Dietary cholesterol has more of a controversial link to heart disease, and more evidence is needed to clarify this relationship. Excess dietary cholesterol may be responsible for cholesterol crystal-induced arterial wall injury and lead to increased inflammation, plaque build-up and subsequently the onset of atherosclerosis [6]. The only source of dietary cholesterol is from animal-containing products.

The Cons

  • Vitamin B12

B12 is the only vitamin that is not recognised as being reliably supplied from a varied wholefood, plant-based diet with plenty of fruit and vegetables. B12 is synthesized by bacteria and is therefore found in areas of bacterial growth, namely dirt and soil. Historically, humans have been getting their B12 by eating plants or drinking freshwater that contained small amounts of soil.

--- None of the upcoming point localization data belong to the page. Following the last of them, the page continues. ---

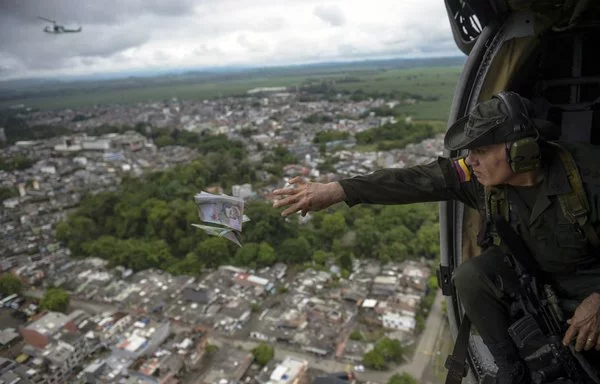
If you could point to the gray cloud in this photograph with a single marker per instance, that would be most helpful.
(331, 14)
(140, 34)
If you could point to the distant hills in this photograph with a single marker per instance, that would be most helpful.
(225, 73)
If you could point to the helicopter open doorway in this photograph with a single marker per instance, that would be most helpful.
(543, 51)
(58, 28)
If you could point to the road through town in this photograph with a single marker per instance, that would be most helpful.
(416, 367)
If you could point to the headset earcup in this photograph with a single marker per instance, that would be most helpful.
(524, 155)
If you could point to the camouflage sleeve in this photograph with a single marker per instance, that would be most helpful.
(586, 156)
(440, 180)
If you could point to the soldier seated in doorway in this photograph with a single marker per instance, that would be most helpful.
(532, 181)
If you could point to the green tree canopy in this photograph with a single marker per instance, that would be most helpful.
(10, 284)
(263, 353)
(56, 299)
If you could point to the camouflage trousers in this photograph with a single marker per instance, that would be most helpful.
(486, 285)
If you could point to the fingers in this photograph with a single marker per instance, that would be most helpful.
(297, 180)
(293, 209)
(284, 201)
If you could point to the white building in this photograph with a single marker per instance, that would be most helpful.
(396, 321)
(289, 371)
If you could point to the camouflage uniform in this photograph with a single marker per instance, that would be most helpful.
(482, 282)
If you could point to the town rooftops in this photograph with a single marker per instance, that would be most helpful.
(287, 371)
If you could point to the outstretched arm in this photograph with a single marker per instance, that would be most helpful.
(438, 181)
(308, 196)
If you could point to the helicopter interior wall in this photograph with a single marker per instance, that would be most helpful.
(566, 85)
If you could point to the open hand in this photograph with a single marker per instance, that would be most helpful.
(308, 196)
(585, 324)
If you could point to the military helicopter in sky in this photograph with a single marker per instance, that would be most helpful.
(543, 50)
(57, 28)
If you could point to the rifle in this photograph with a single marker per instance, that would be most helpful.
(543, 316)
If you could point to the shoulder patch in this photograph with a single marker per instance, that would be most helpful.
(462, 170)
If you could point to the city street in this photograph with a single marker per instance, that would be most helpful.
(422, 356)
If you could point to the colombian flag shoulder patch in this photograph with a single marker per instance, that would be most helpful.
(462, 170)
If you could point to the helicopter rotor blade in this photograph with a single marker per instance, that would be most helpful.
(43, 18)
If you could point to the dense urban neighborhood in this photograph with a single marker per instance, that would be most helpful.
(275, 324)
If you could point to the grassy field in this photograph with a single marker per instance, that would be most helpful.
(438, 82)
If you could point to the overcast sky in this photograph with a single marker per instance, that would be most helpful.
(126, 35)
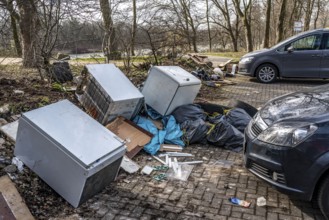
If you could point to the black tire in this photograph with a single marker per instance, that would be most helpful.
(245, 106)
(323, 197)
(266, 73)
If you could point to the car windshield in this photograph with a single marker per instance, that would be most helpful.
(303, 104)
(289, 39)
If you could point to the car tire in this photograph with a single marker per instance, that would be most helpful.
(266, 73)
(323, 197)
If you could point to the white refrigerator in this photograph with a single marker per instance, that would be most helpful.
(69, 150)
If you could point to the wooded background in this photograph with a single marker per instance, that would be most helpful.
(37, 29)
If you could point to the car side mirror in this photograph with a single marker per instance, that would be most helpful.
(290, 49)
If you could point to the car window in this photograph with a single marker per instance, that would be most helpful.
(326, 42)
(311, 42)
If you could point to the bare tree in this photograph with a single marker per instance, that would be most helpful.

Due to today’s methods of continuous washing protocols and chlorination, B12 is no longer found in plant products (unless fortified), and is therefore found mainly in animals due to gut bacteria production, soil ingestion, or animal supplementation. Vegans should obtain adequate B12 by eating fortified plant milks and cereals, or by use of a B12 supplement.

  • Convenience

As you may imagine, in a world full of meat, dairy and eggs, removing these items from the shopping list leaves you with fewer options to choose from. In supermarkets today, there are a lot of vegan options, from all the whole food options to meat alternatives to the dairy-free chocolate and ice cream. You will still find yourself with plenty of nutritious and tasty foods to choose from.

The main problem is eating out in restaurants that aren’t catered towards vegan options. Although restaurants are constantly putting more vegan meals on the menu as the demand increases, with some places catering only to vegans (although rare), choice relative to all the meal options on the menu is limited.

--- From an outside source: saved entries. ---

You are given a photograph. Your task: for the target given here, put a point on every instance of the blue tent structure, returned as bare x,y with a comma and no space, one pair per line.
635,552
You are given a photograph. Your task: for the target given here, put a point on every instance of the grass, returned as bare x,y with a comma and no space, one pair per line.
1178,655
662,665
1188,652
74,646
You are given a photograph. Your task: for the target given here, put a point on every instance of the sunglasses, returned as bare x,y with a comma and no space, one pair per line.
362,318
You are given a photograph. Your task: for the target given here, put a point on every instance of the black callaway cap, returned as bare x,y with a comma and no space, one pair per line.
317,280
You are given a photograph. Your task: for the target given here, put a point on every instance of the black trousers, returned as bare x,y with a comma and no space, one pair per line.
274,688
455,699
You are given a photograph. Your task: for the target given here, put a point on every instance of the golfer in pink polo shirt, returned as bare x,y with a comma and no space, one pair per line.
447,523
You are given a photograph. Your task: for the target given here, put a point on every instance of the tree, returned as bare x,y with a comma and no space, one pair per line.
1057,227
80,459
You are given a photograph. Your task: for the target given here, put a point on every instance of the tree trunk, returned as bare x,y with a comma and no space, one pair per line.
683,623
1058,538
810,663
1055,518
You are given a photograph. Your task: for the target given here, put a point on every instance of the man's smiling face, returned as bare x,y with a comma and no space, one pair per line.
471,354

However, if your goal is to become healthier or lose weight this can be looked at as a positive. The vegan options on most occasions will likely be the meals containing the least number of calories and fat content, alongside the most vegetables, allowing you to keep on track with your diet. Potential positive?

Who should run this diet?

The vegan diet is ideal for those for those that are concerned with the welfare and treatment of animals, and for this reason the diet is usually implemented within a vegan lifestyle (not restricted only to diet). The vegan diet is also a good eating method for those looking to improve dietary habits, improve blood health markers, and potentially lose weight.

The diet is not suited towards people who would be concerned with the fewer options to choose from when browsing the supermarket, or when choosing the recommended dishes at local restaurants. Unlike other diets, the vegan diet requires a lifestyle change and a switch in mentality towards food choices.


  • Spencer EA, Appleby PN, Davey GK, Key TJ. (2003). Diet and body mass index in 38000 EPIC-Oxford meat-eaters, fish-eaters, vegetarians and vegans. Int J Obes Relat Metab Disord.
  • Rosell M, Appleby P, Spencer E, Key T. (2006). Weight gain over 5 years in 21,966 meat-eating, fish-eating, vegetarian, and vegan men and women in EPIC-Oxford. Int J Obes (Lond).
  • Clarys P, Deliens T,Huybrechts I, Deriemaeker P, Vanaelst B, De Keyzer W, Hebbelinck M, Mullie P. (2014). Comparison of Nutritional Quality of the Vegan, Vegetarian, Semi-Vegetarian, Pesco-Vegetarian and Omnivorous Diet.
  • Hooper L, Martin N, Abdelhamid A, Davey Smith G. (2015). Effect of cutting down on the saturated fat we eat on our risk of heart disease. Cochrane
  • Iqbal MP. (2014). Trans fatty acids – A risk factor for cardiovascular disease. Pak J Med Sci.
  • Abela GS. (2010). Cholesterol crystals piercing the arterial plaque and intima trigger local and systemic inflammation. J Clin Lipidol.